Tornado podatkowe 2021

Większość uczestników procesu legislacyjnego przyjęło, że zmiany podatkowe muszą być ogłoszone z odpowiednim vacatio legis, a w przypadku zmian w podatkach dochodowych wystarczająca jest publikacja do 30 listopada roku poprzedzającego. Wnioskowanie to oparte jest na opacznym rozumieniu wytycznych Trybunału Konstytucyjnego. Wskazywał on co prawda na 30 listopada jako ostatni moment ogłoszenia tych zmian. Jednak podkreślał, że ten okres powinien być wystarczający dla dostosowania się adresatów do nowych regulacji.

Rewolucyjne zmiany podatkowe w podatkach dochodowych tym razem dotykają polskich przedsiębiorców oraz podatników uzyskujących dochody z pracy najemnej. Projekty tych zmian nie zostały poddane konsultacjom społecznym (trzydniowy termin nie był przejawem rzeczywistej intencji ich konsultowania i dialogu). Mimo to w trakcie prac legislacyjnych podkreślano wadliwość projektów oraz ich nierzetelne uzasadnienie.

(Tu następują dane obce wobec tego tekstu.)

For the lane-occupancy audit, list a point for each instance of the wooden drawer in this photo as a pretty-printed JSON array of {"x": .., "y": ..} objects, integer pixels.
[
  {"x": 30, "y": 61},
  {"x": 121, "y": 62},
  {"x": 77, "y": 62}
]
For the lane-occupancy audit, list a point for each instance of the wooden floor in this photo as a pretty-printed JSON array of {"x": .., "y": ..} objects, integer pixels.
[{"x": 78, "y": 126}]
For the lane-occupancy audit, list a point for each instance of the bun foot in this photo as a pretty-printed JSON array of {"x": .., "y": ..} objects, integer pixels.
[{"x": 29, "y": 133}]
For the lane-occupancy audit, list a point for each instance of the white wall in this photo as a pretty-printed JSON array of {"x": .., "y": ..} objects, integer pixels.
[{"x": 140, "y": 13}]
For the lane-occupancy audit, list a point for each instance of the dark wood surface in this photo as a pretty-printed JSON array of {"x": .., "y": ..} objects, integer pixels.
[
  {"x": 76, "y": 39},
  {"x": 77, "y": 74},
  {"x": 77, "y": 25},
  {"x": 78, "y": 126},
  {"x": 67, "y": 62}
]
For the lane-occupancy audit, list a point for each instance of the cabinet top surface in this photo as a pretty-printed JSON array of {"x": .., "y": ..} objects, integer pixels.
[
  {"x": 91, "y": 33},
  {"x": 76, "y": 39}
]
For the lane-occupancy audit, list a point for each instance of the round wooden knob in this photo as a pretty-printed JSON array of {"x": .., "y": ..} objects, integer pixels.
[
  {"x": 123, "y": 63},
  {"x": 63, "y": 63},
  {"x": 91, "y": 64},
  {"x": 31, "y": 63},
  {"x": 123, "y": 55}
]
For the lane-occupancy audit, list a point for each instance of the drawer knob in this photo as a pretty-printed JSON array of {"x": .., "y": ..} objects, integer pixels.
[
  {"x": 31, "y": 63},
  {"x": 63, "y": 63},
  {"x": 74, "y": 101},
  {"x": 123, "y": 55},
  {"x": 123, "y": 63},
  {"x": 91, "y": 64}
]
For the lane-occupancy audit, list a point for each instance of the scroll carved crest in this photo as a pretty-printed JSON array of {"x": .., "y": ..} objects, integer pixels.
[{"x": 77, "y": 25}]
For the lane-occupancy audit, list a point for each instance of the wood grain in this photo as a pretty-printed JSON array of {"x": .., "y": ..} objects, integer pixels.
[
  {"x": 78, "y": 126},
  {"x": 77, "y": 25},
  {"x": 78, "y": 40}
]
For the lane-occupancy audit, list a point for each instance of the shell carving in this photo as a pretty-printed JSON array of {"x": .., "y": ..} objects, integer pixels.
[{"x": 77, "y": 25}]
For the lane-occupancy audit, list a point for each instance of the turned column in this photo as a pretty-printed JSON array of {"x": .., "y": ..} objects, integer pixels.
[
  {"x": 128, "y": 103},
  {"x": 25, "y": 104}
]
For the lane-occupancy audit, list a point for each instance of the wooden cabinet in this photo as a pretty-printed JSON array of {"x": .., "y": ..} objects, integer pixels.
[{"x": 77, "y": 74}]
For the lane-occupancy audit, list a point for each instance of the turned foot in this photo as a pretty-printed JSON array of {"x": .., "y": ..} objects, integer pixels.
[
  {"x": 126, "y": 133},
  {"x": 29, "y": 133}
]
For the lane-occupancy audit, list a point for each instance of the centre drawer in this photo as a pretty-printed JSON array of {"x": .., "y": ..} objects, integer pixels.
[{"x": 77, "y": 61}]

Przede wszystkim w projekcie Ministerstwa Finansów wskazano, że głównym celem zakładania spółek komandytowych ze spółką z o.o. jako komplementariuszem jest optymalizacja podatkowa. Jakoby takim działaniem było unikanie podwójnego opodatkowania spółek kapitałowych (podatek CIT płacony przez spółkę, a następnie podatek od dywidendy). Spółki komandytowe miały być także wykorzystywane przez zagraniczne podmioty do zmniejszania podatków uiszczanych w Polsce. Obydwa twierdzenia nie są prawdziwe.

Po pierwsze, wybór formy prowadzenia działalności gospodarczej nie jest działaniem sztucznym i nie można go kwalifikować jako unikanie opodatkowania. Uzasadnienie projektu ustawy wskazuje, że dokonane zmiany naruszają konstytucyjną swobodę działalności gospodarczej (art. 22). Niezrozumiałe są twierdzenia projektodawców o konieczności wyboru formy spółek kapitałowych w sytuacji, gdy ta forma byłaby najwłaściwsza ze względu na przedmiot prowadzonej działalności. Okazuje się po raz kolejny, że  przedsiębiorcy podejmują błędne decyzje, dlatego administracja i ustawodawca muszą im „pomóc” wrócić na właściwe tory.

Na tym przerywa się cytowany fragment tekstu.